Monday, January 23, 2006

Speech Update

I just checked NFL's (National Forensic League) website and looked up my record. I made my Honor Degree! Yipee! 77 points total, 30 earned this year. I just have to go to two more tournaments, and the letter is mine! Muhaha!

Sunday, January 22, 2006

One Small Step for Speech, A Giant Leap for Ashley

Saturday was the Continental League Speech and Debate Tournament at Douglas County High School. I had been working on my Humor piece over winter beak, and I'd also been spending a lot of time with Ms. Graham trying to perfect it. We made a BUNCH of changes, from one of my voices to where I put my intro. At the other tournaments I had gone to I never ranked higher than 3rd in my rounds. Well, I placed 6th overall in Humor. My first round I was ranked 1st. My second round, 4th(I knew my round wasn't as good as it could have been, I stumbled in the beginning and it threw me off). And my third round, I ranked 2nd. It was incredible! My friend Shamita was doing Humor for the first time, so she was freaking out. Not to mention in her first round there was a girl performing her exact same piece. Well, Shamita tied for 1st place! She was stunned. She deserved it, she worked really hard. Ok, I'll admit, I was a tad jealous. I mean, I wanted to place in the top three--not to mention get the medal--, but at least Shamita got 1st. I got another ribbon for my lovely collection. But, hey, there are always other tournaments...

My journey to lettering is getting closer to an end...

Sunday, January 15, 2006

Make My Life a Teen Novel!

I just read the newest Meg Cabot book, Avalon High. Her books are my weakness, they fulfill my need for teen drama. Give me a volume of The Princess Diaries series, The Mediator series, or anything of hers for that matter, and I go nuts. She is what I spend my Barnes and Noble gift cards on more often than not. Yes, I admit, it is slightly sad. But I love them. A lot.

Every time I read one of Cabot's novels, or almost any other teen novel, I start to wonder why real life can't be that way. Ok, again, I must be losing my mind. But if you really think about it, the girl always ends up with the guy, and everything is happy in the end. It makes my life seem boring. I mean, in All American Girl, Sam saves the president's life, becomes the Teen Ambassador to the UN, and finds out that David, the president's son, likes her back, all while becoming an incredible artist and discovering who she really is. The Princess Diaries series is almost the same, except Mia finds out she is the princess of a small European country, then she also gets the guy, in this case her best friend's older brother. Ok, not so realistic, but it really makes me yearn for that kind of life.

I mean, who wouldn't want to get everything they want in the end? Life would be so nice. Call me crazy, but this is kinda my fantasy, to have the perfect teen novel life.

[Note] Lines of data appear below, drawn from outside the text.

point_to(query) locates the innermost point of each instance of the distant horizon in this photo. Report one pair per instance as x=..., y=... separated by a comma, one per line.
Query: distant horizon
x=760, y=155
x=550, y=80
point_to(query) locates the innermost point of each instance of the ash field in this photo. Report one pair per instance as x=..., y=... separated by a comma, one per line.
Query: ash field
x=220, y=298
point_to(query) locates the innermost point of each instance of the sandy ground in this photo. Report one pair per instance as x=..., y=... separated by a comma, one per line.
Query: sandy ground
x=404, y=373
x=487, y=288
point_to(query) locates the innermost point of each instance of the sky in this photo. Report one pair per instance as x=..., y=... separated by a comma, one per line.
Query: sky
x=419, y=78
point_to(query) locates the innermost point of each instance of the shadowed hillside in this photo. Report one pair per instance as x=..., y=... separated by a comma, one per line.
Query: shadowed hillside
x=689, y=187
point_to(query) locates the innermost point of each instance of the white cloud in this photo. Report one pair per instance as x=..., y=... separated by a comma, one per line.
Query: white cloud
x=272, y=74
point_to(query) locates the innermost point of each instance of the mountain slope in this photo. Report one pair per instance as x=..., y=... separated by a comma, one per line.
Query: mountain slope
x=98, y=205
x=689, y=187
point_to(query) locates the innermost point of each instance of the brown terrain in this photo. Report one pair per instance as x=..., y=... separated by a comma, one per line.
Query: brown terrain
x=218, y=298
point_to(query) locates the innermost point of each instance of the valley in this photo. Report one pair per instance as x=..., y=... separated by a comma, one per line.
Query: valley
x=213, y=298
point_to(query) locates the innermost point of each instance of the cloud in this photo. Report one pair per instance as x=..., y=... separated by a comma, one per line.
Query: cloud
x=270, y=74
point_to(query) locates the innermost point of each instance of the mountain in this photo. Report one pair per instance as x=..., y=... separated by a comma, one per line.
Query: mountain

And while I'm at it, a shout out to Meg Cabot--Keep it up, and if you get a chance, could you rewrite my life?

Monday, January 09, 2006

Is There Somebody in My Head Telling Them This?

This is kinda creepy. I was just checking my email, and I have it set so that my horoscope comes up when I sign in. This is what it said for today. Kinda crazy how it really relates to me, I mean, this is me to a T!

"If you have always felt the desire to do something as a writer, dear Cancer, now is the time to take the plunge. You certainly don't lack the imagination! The problem you have may be that you have more difficulties taking your prose seriously. Don't think so seriously about being a "Writer" with a capital "W." Just write! And above all, don't hesitate to let people read what you write. A writer's group would be a great way for you to come out of hiding."